The Worst Things You Can Do at a Wedding as a Member of the Bridal Party
As a member of the bridal party, it's important to keep in mind that you're representing the couple throughout the entirety of their wedding celebrations. That means you really want to be on your A-game, setting a good impression for those guests who haven't met you yet. In short, steer clear of all the "don'ts" listed below, and strive to be a "do" type instead.
Don't: Be late or unorganized.
Instead, arrive when you're asked to, looking and feeling fresh. If you're getting ready at the venue, you should have your attire with you, pressed and ready, and all of your accessories. If the couple has asked you to arrive dressed, it's important to show up ready to go—that means already wearing your dress or suit and with all of your accessories (yes, even your tie!) on.
Don't: Ignore the person coordinating your ceremony entrance.
Whether it's the wedding planner, venue coordinator, or a helpful friend of the family, it's essential that you pay attention to the directions you're given ahead of the ceremony. Something may have changed since the ceremony rehearsal, and the entire wedding day runs on a carefully crafted schedule; don't be the person who throws everything off.

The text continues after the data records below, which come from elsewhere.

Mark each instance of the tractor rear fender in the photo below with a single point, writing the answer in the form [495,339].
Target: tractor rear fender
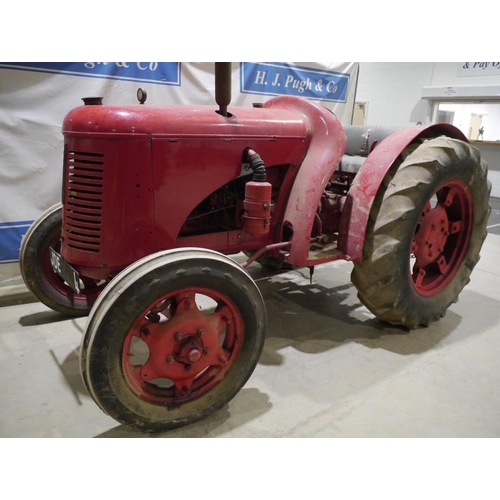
[328,144]
[369,178]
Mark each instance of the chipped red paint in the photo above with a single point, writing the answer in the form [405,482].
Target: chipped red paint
[369,178]
[328,144]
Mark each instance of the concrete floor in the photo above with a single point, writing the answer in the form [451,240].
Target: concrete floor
[329,368]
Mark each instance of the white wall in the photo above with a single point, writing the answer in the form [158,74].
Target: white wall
[393,91]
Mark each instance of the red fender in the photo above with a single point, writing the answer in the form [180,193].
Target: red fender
[369,178]
[328,144]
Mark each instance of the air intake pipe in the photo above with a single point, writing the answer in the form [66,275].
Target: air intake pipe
[257,203]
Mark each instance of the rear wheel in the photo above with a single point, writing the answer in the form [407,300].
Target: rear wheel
[425,234]
[172,339]
[37,273]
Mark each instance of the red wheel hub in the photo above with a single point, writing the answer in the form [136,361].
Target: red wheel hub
[176,351]
[441,239]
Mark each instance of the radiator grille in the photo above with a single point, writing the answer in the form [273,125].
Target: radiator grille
[83,201]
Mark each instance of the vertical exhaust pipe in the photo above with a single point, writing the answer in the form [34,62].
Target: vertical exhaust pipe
[223,87]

Don't: Chew gum, fidget, or share secrets during the ceremony.
Smile and have good posture during the ceremony. The couple has spent a great deal of money on a photographer and videographer—the last thing they want to see when they look back on their big-day memories is a grumpy or uninterested attendant.
Don't: Disappear during the photo session.
Wait until the photographer lets you know that you won't be needed anymore before running off. Sure, you have earned a drink during cocktail hour, but if photos aren't quite finished, you'll have to wait just a little longer.
It's also important to pay attention to the photographer so you can all get through pictures quickly and efficiently. If you can, try to keep the rest of the wedding party focused, too.
Don't: Be rude, grouchy, or a wallflower.
It goes without saying that you shouldn't be rude to the bride or groom, but you should also strive to be a pleasant part of the day for everyone involved. Enjoy friendly, warm interactions with all the wedding vendors and guests you come into contact with. You should also be kind to other members of the bridal party.
When the reception starts, don't hug the wall. Guests often follow the cues of the bridal party, so if you're out on the dance floor, there's a good chance they'll get out of their seats, too. Do what you can to keep the party going and make the night fun for everyone.
Don't: Drive the band or DJ crazy with song requests.
Most couples have long conversations with their band or DJ about the types of music they do and don't want to hear at the wedding. Let the professionals use that information and read the room to create a fun, exciting atmosphere that's aligned with the bride and groom's vision.